Despite the positive reviews for Bowie’s title song, and appreciation for Davies’ writing and performance of “Quiet Life,” there wasn’t enough substance to save a movie laden with a busted budget and bloated bluster. Absolute Beginners tanked on its opening day of April 18, 1986, taking a little more than $2 million at the box office against a budget of more than $10 million. The movie is said to have taken Goldcrest with it: The company collapsed with combined debts of more than $50 million, with two other failed productions contributing to the disaster. Blamed for almost single-handedly destroying the British movie industry, Temple was eventually forced to abandon his homeland and find work in the U.S.

“I don't think I've ever seen worse acting in a major British film,” Goldcrest boss Jake Eberts wrote in his 1990 memoir My Indecision Is Final. Claiming that Bowie’s title track was the “only good feature of the whole film,” he said, "There was nothing in the picture to which you could attach hope. … The music, the performances, the characters and the dance numbers added up to one of the least attractive films of the decade.”

Watch Ray Davies in 'Absolute Beginners'

“Nothing could have lived up to the hype, but what Julien put together is unique,” Kensit said. “If you look at Fellini’s movies, or Nic Roeg’s, they’re classics, but you’re not going to watch them on Easter Sunday. The reaction was typically British: ‘They’re all brats – this looks like far too much fun.’”

“The fact that I couldn’t work was quite scary at the time for me, because that’s all I was living for, really,” Temple told SupaJam in 2016. “But I probably would have been dead in Hollywood if it had been a big success, floating in some Jacuzzi. … I am still hungry to work, which I probably wouldn’t have been so much if that had been huge and I’d done a lot of big movies.” Describing the experience as “a half-nightmare, half-dream memory,” he argued that while the movie was set in the late ‘50s, it also captured the mid ’80s since so many people who worked on it, including the extras, were members of the later era’s London scene.

“Visually, I think it’s very powerful,” he noted. "It has a whole kind of social history in each frame. I think it was a very ambitious thing for a bunch of young kids to try and do. We got a big spanking in the end - partly deserved but not probably wholly deserved.”

He also pointed out that Absolute Beginners did well elsewhere in the world: “In Europe, it went down much better. In the States, they liked it. In fact, when I got to L.A., I had this weird, squeaky voice on the phone saying, ‘Hey, it’s Michael here.’ I was, like, ‘Hello. Michael who?’ And he said, ‘Michael Jackson. Janet and I would like to invite you over to the family home. We dance to Absolute Beginners. We would like to perform it for you.’ They had their own print, and they danced it for me beneath the cinema screen in their home, which was quite surreal.”

Kensit recalled: “Later, I did a movie called Grace of My Heart that Martin Scorsese was producing.
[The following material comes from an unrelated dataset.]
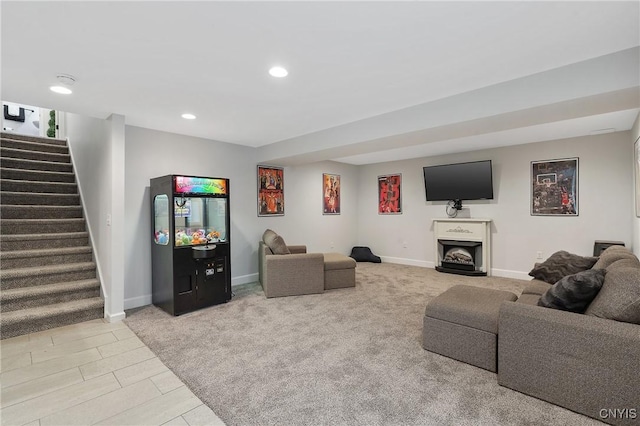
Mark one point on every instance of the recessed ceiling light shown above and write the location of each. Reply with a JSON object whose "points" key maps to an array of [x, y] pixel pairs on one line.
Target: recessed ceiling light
{"points": [[61, 90], [278, 72]]}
He was on the set every day and bent my ear constantly about Absolute Beginners, about how it was one of his Top 10 movies, how it was like [Francis Ford] Coppola’s One From the Heart but better. ‘Was the opening sequence really just one Steadicam shot?’ he asked, because he’d tried to do one in Goodfellas.”

Bowie remained pleased with his own contribution, complete with another hit single, happily saying he didn’t like the character of Partners. “It’s the same kind of pompous kind of character that you find in advertising,” he explained, referencing an early post-school job as an ads artist that lasted six months. “I absolutely loathed it, most of the people and especially the execs.” That’s where he came up with the concept of having Partners slip “in and out of an American accent, not very successfully.”

“I don’t relate to him particularly," he said. "But I enjoyed playing him, because he’s such a bastard.”